Artificial intelligence systems can write essays, answer questions, and solve complex problems. But new research suggests they may have a hard time doing what humans do every day: staying focused on the task at hand when we’re distracted.
Researchers led by Suketu Patel tested several key AI models through a well-known psychological experiment called the Stroop task. The results revealed significant differences between the way AI systems process information and the way the human brain manages attention.
What is a Stroop task?
The Stroop task is a classic psychological test that has been used for decades to study attention, concentration, and self-control.
In the test, color words such as “red,” “blue,” and “green” are displayed in colored ink. Sometimes the text and ink color match. For example, the word “red” might appear in red ink. They can also be contradictory, such as the word “red” printed in blue ink.
Participants are asked to name the ink color rather than reading the word itself.
It sounds easy, but it can be difficult because reading words is an automatic habit for most people. Your brain must resist the urge to read the words and instead focus on identifying the color of the ink.
Psychologists often use this task to measure what is known as executive control, a set of mental processes that help people regulate their attention, avoid distractions, and stay focused on a goal.
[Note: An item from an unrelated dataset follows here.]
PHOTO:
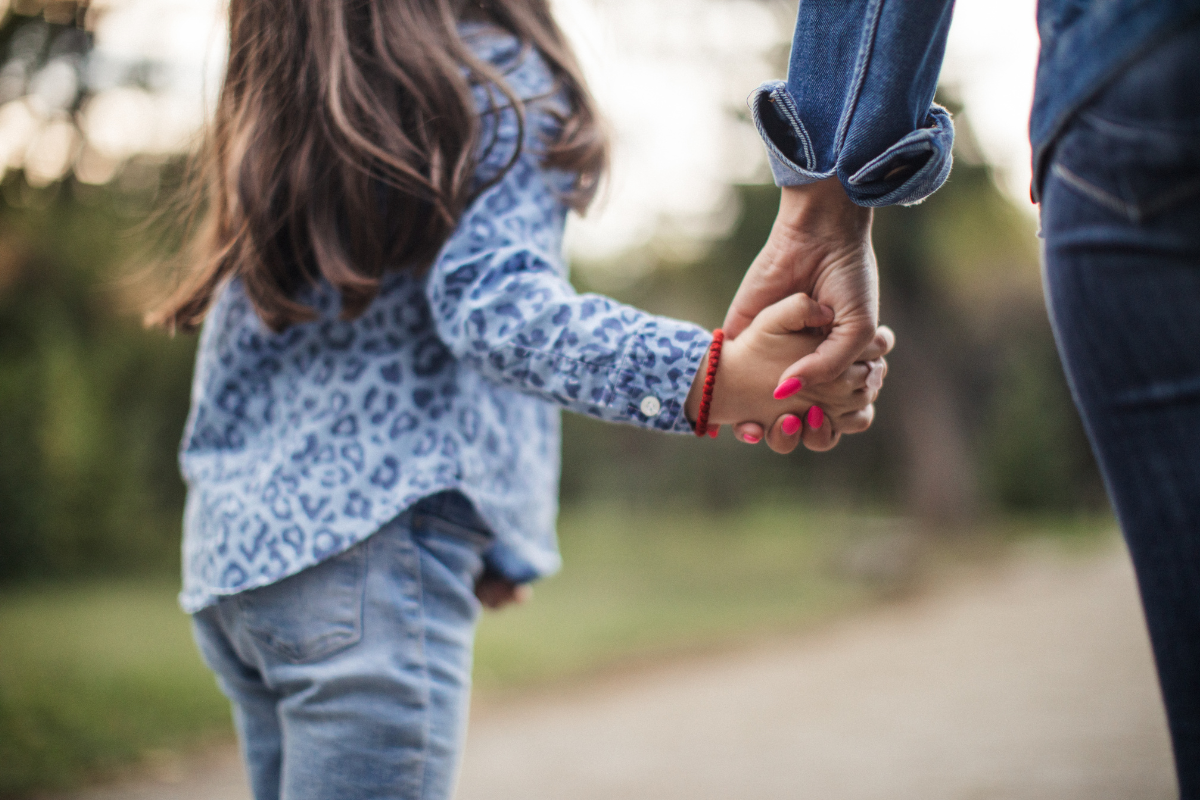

Test the AI’s attentiveness
The researchers wanted to see if modern large-scale language models (LLMs) could handle this challenge as well as humans.
LLM is the AI system behind tools like ChatGPT, Claude, and Gemini. They are trained on vast amounts of text, learning language patterns and often being able to produce surprisingly human-like responses.
When given a short list of five color words, the AI system generally performed well, even when the words and colors did not match.
However, the situation changed dramatically as the list became longer.
GPT-4o achieved 91% accuracy when processing 5 words. After 10 words, the accuracy drops to 57%. When the list expanded to 40 words, accuracy dropped to just 15%.
Claude 3.5 Sonnet maintained stable performance throughout the 20-word list, but then dropped sharply, dropping to 24% accuracy for the 40-word list.
Researchers observed a similar pattern with GPT-5, Claude Opus 4.1, and Gemini 2.5.
When the AI loses focus
This task becomes even more difficult when matching color words and non-matching color words appear simultaneously in the same list.
In this situation, performance was even worse. In some cases, accuracy for mismatched items decreased to nearly zero.
According to the researchers, the AI model had a hard time maintaining instructions to identify the color of the ink. Instead, they increasingly defaulted to reading the words themselves.
In other words, the system seemed unable to consistently suppress the responses it had been most severely trained to produce.
This finding is particularly interesting because humans face similar conflicts. Generally, people are much better at reading words than naming ink colors. However, despite this bias, most people are able to maintain high accuracy and stable performance even in the face of long lists of contradictory words and colors.
Human attention and machine attention
This research highlights important differences between humans and artificial intelligence.
Modern AI systems can produce superior language and reasoning abilities, but the underlying mechanisms differ from the attention processes found in biological brains.
Humans are often able to remain focused on a specific goal while eliminating competing information. This result suggests that current AI models may struggle with this type of cognitive control as tasks become increasingly demanding.
The researchers argue that the performance collapse seen in these experiments points to fundamental limitations of today’s large-scale language models. Although AI may mimic human behavior, its ability to maintain attention appears to be very different from how humans do it.
This finding is a reminder that even the most advanced AI systems still have weaknesses. This is especially true for tasks that require resisting distractions and staying focused on long sequences of information.